A member of the Pentagon’s science advisory board resigned Tuesday over Defense Secretary Mark Esper’s failure to speak out against the forcible dispersal of protesters near a church where President Donald Trump staged a photo-op a day earlier.

James N. Miller, who served as the under secretary of defense for policy from 2012 to 2014, announced his departure from the Defense Science Board in a fiery letter of resignation addressed to Esper and published in The Washington Post.

Miller accused Esper of violating his oath of office by appearing to support the use of tear gas and rubber bullets to clear a crowd of peaceful anti-racism protesters near the White House so Trump could pose for a photo holding a Bible outside St. John’s Episcopal Church.

“You may not have been able to stop President Trump from directing this appalling use of force, but you could have chosen to oppose it,” wrote Miller, who joined the science board in 2014. “Instead, you visibly supported it.”

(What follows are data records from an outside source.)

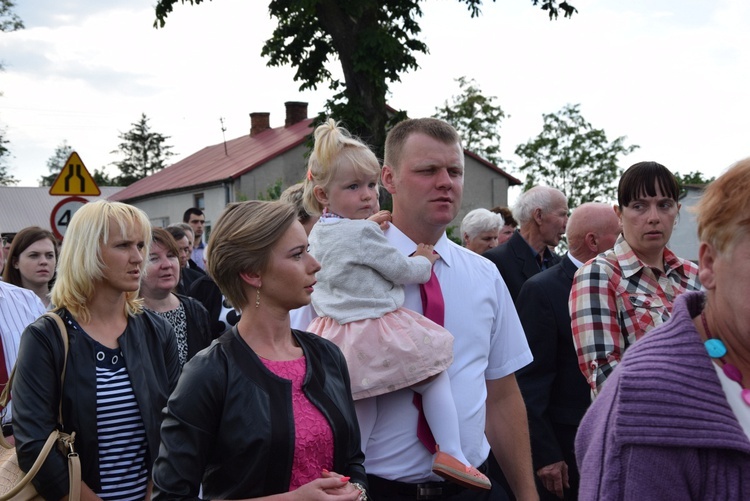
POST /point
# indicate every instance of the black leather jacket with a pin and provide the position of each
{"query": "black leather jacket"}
(150, 351)
(230, 424)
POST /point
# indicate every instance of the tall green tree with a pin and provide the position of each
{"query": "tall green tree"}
(6, 178)
(574, 157)
(144, 152)
(476, 118)
(9, 21)
(375, 42)
(56, 162)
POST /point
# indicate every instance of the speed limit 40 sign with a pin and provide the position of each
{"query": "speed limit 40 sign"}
(63, 212)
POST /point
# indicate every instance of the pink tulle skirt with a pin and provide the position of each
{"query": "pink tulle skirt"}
(386, 354)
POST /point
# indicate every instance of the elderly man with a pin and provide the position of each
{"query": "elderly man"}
(556, 393)
(542, 213)
(424, 169)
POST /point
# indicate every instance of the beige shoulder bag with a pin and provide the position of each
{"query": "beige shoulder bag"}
(14, 483)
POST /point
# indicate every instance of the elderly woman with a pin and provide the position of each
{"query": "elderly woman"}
(122, 362)
(480, 229)
(32, 260)
(266, 410)
(625, 292)
(673, 422)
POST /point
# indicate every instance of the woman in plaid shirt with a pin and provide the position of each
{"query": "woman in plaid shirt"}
(623, 293)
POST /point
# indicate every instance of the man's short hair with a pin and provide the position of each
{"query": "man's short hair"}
(191, 211)
(439, 130)
(537, 197)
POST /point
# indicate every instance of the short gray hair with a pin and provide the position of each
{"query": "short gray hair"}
(538, 197)
(480, 220)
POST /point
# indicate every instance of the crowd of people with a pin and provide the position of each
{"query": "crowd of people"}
(318, 347)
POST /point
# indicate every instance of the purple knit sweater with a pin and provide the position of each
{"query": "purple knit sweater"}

“Anyone who takes the oath of office must decide where he or she will draw the line: What are the things that they will refuse to do?” he added. “I must now ask: If last night’s blatant violations do not cross the line for you, what will?”

Trump’s photo-op and his administration’s decision to use aggressive tactics to clear protesters ― all before the city’s curfew went into effect that night ― drew outrage from Democratic lawmakers and the bishops in charge of St. John’s Church.

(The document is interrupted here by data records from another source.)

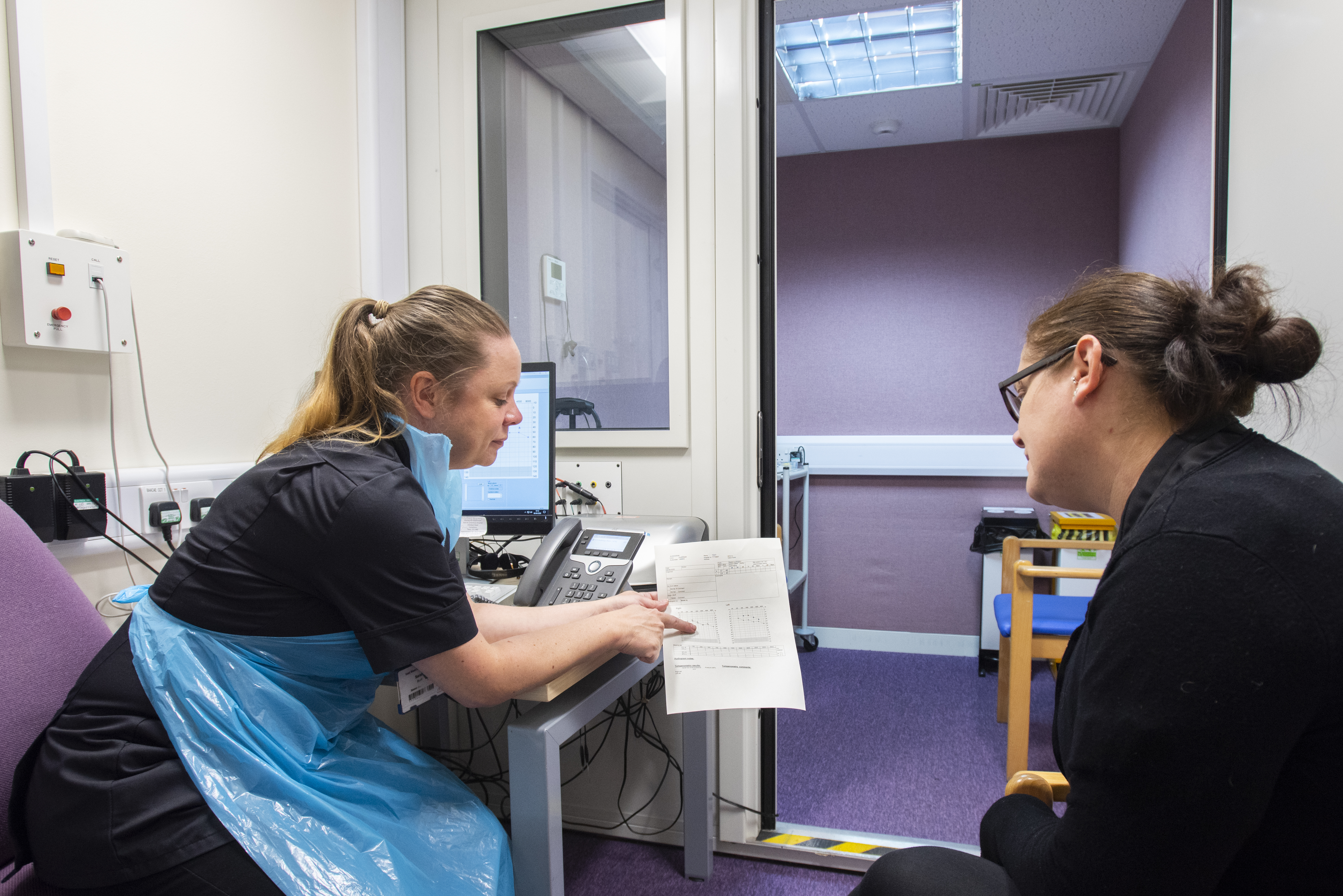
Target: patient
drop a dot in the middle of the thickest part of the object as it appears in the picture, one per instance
(1200, 707)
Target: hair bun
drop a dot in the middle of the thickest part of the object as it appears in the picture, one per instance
(1284, 353)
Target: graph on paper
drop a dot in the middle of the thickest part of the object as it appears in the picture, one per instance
(742, 653)
(750, 624)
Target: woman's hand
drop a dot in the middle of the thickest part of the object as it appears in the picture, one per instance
(641, 629)
(649, 600)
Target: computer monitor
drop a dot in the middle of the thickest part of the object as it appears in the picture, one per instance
(516, 494)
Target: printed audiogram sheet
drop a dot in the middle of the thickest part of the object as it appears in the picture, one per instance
(742, 653)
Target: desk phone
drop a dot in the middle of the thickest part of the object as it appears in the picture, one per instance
(578, 565)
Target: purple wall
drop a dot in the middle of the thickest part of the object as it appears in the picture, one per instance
(895, 553)
(1166, 155)
(907, 274)
(906, 281)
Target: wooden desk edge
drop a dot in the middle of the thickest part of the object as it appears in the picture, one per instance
(554, 688)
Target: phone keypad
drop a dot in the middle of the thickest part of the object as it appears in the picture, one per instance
(590, 580)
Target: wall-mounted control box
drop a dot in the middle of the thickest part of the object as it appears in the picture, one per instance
(49, 297)
(555, 279)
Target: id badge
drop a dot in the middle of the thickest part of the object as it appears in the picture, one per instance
(414, 688)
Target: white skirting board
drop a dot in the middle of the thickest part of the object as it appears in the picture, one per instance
(993, 456)
(942, 645)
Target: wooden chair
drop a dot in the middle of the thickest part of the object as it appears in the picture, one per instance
(1022, 645)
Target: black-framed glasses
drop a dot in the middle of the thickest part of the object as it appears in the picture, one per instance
(1013, 401)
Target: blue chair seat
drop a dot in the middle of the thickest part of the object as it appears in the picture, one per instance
(1054, 613)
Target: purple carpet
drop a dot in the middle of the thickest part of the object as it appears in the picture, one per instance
(600, 867)
(902, 743)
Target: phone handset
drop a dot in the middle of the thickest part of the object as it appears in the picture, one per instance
(546, 563)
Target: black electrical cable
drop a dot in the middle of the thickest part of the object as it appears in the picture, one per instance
(638, 719)
(738, 805)
(52, 460)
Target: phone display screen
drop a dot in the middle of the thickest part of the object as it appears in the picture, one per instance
(614, 543)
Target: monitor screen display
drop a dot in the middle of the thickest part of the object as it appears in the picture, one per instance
(614, 543)
(522, 481)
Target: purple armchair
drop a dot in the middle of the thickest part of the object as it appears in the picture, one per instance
(50, 635)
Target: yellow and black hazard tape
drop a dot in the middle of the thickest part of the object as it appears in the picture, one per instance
(801, 842)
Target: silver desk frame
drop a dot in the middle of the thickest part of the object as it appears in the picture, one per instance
(534, 760)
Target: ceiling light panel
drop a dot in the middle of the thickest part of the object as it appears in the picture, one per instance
(872, 52)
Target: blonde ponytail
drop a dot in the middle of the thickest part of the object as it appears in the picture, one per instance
(375, 347)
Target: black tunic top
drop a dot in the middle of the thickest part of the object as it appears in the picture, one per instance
(319, 539)
(1200, 709)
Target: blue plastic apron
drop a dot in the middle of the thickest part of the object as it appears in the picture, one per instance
(324, 797)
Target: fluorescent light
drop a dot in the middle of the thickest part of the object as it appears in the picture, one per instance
(872, 52)
(653, 38)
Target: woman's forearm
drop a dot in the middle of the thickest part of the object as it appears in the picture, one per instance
(498, 622)
(484, 674)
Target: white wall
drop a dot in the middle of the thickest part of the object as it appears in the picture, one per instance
(1287, 187)
(217, 143)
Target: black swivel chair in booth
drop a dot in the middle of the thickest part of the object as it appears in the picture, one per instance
(573, 408)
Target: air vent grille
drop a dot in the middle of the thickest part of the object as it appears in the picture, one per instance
(1054, 104)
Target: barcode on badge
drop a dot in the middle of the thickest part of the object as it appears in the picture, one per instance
(414, 688)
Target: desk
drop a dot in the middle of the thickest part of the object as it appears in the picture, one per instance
(534, 760)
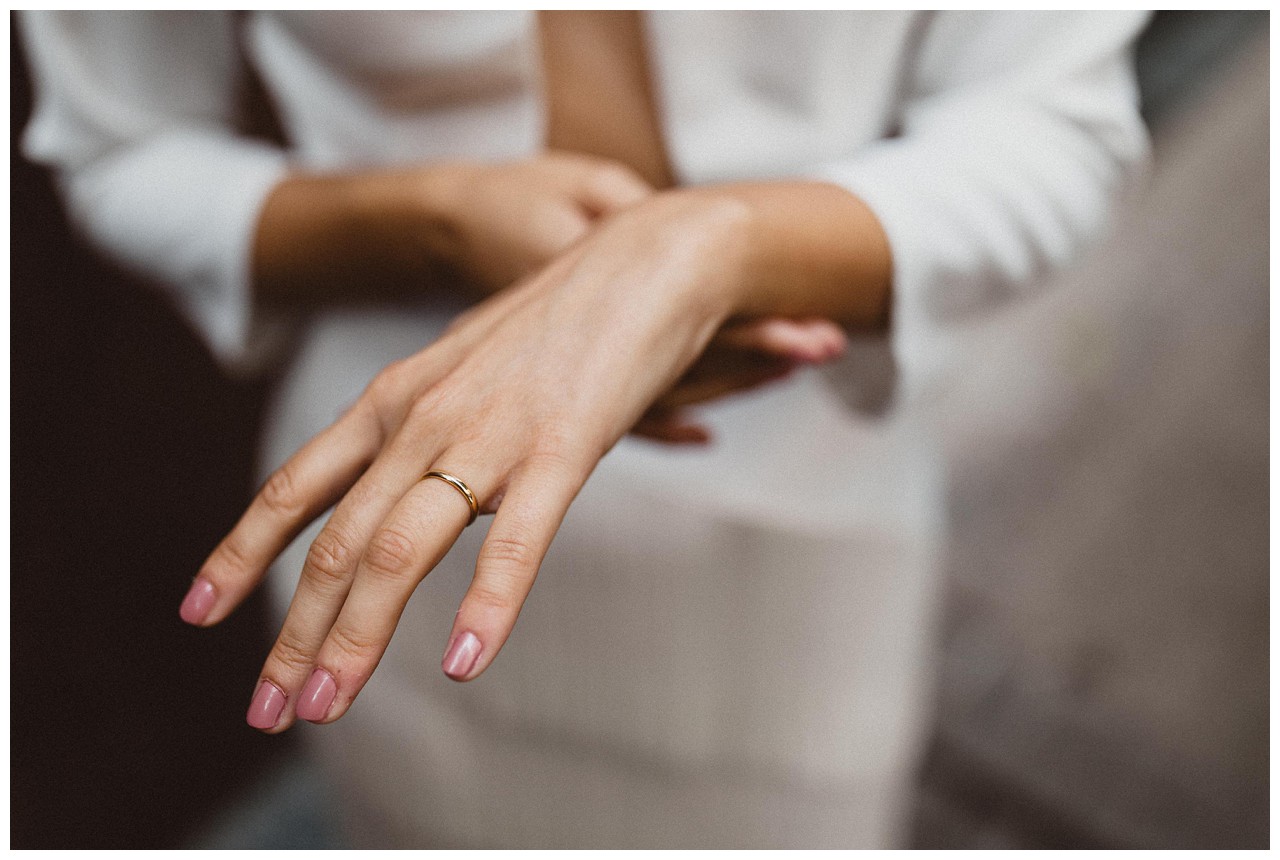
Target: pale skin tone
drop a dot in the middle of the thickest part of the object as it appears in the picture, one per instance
(648, 300)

At the photo-op, Esper stood beside Trump in front of the church, which had been vandalized during the protests a day earlier, along with Attorney General William Barr, national security adviser Robert O’Brien, White House press secretary Kayleigh McEnany and White House chief of staff Mark Meadows.

The Pentagon has since tried to distance itself from the incident. Esper said Tuesday that he “didn’t know” where he was going when he left the White House with Trump that night. 

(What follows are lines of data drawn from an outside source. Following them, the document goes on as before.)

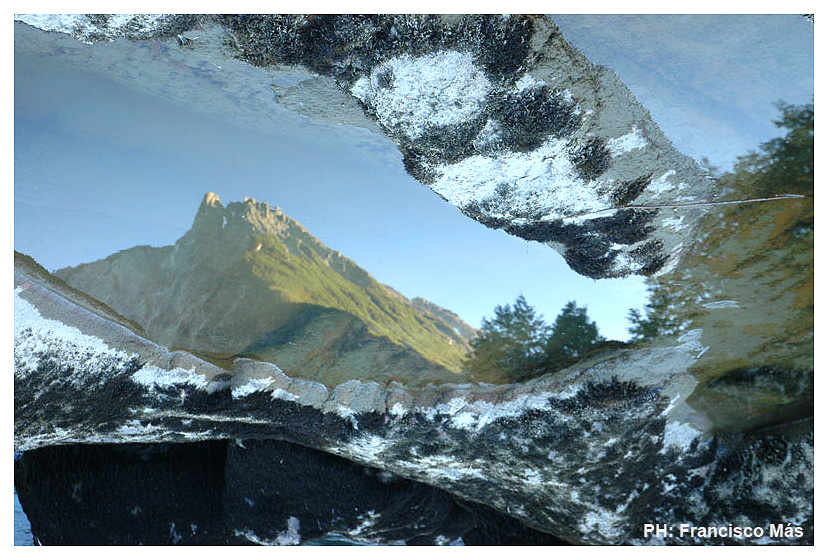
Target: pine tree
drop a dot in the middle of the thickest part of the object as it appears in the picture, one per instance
(510, 345)
(784, 165)
(573, 335)
(659, 318)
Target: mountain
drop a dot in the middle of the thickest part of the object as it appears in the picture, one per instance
(247, 279)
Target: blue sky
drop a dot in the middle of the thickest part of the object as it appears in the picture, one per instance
(100, 167)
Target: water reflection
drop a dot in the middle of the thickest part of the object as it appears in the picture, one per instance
(100, 167)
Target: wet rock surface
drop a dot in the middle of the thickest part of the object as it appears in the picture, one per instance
(713, 429)
(497, 115)
(588, 455)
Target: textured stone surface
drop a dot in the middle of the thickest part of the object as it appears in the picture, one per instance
(587, 455)
(498, 115)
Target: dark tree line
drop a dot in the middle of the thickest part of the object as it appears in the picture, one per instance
(517, 344)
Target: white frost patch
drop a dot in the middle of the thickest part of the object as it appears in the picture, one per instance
(152, 377)
(603, 521)
(541, 182)
(533, 477)
(444, 467)
(721, 305)
(252, 386)
(676, 224)
(662, 184)
(370, 448)
(397, 410)
(414, 93)
(36, 338)
(631, 141)
(678, 434)
(79, 24)
(368, 520)
(283, 538)
(281, 394)
(527, 81)
(464, 420)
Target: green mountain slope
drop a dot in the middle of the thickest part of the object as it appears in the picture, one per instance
(248, 279)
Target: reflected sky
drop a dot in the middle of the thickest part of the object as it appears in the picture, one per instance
(100, 167)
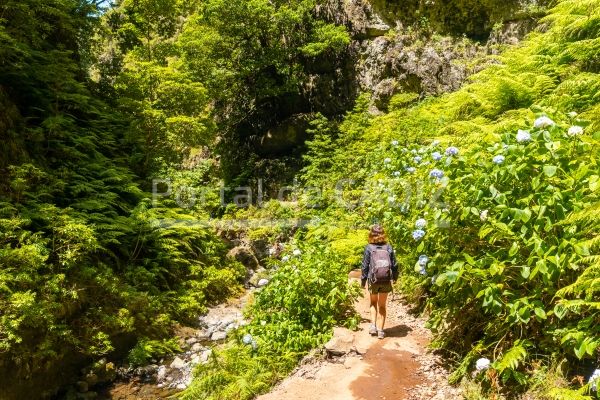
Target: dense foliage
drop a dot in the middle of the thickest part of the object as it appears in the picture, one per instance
(84, 271)
(497, 223)
(498, 232)
(307, 296)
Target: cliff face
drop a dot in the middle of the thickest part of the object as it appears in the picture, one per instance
(389, 54)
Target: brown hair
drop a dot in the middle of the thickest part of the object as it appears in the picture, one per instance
(377, 235)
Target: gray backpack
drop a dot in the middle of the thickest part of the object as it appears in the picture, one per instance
(380, 266)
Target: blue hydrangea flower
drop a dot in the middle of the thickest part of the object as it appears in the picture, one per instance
(452, 151)
(247, 339)
(575, 131)
(594, 380)
(543, 122)
(436, 173)
(418, 234)
(523, 136)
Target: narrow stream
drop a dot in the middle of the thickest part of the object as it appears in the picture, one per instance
(174, 374)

“I thought I was going to do two things: to see some damage and to talk to the troops,” he told NBC News, adding: “I didn’t know where I was going. I wanted to see how much damage actually happened.”

Esper said he had “no idea” at the time about plans to disperse the crowd. He said he thought the excursion would be a chance to thank National Guard troops who had been called in to help respond to the protests.

In his resignation letter, Miller condemned Esper for sending an “extremely dangerous signal” by suggesting that governors should “dominate the battlespace” when handling the nationwide protests sparked by the police killing of George Floyd in Minneapolis.

“You have made life-and-death decisions in combat overseas; soon you may be asked to make life-and-death decisions about using the military on American streets and against Americans,” Miller wrote. “Where will you draw the line, and when will you draw it?”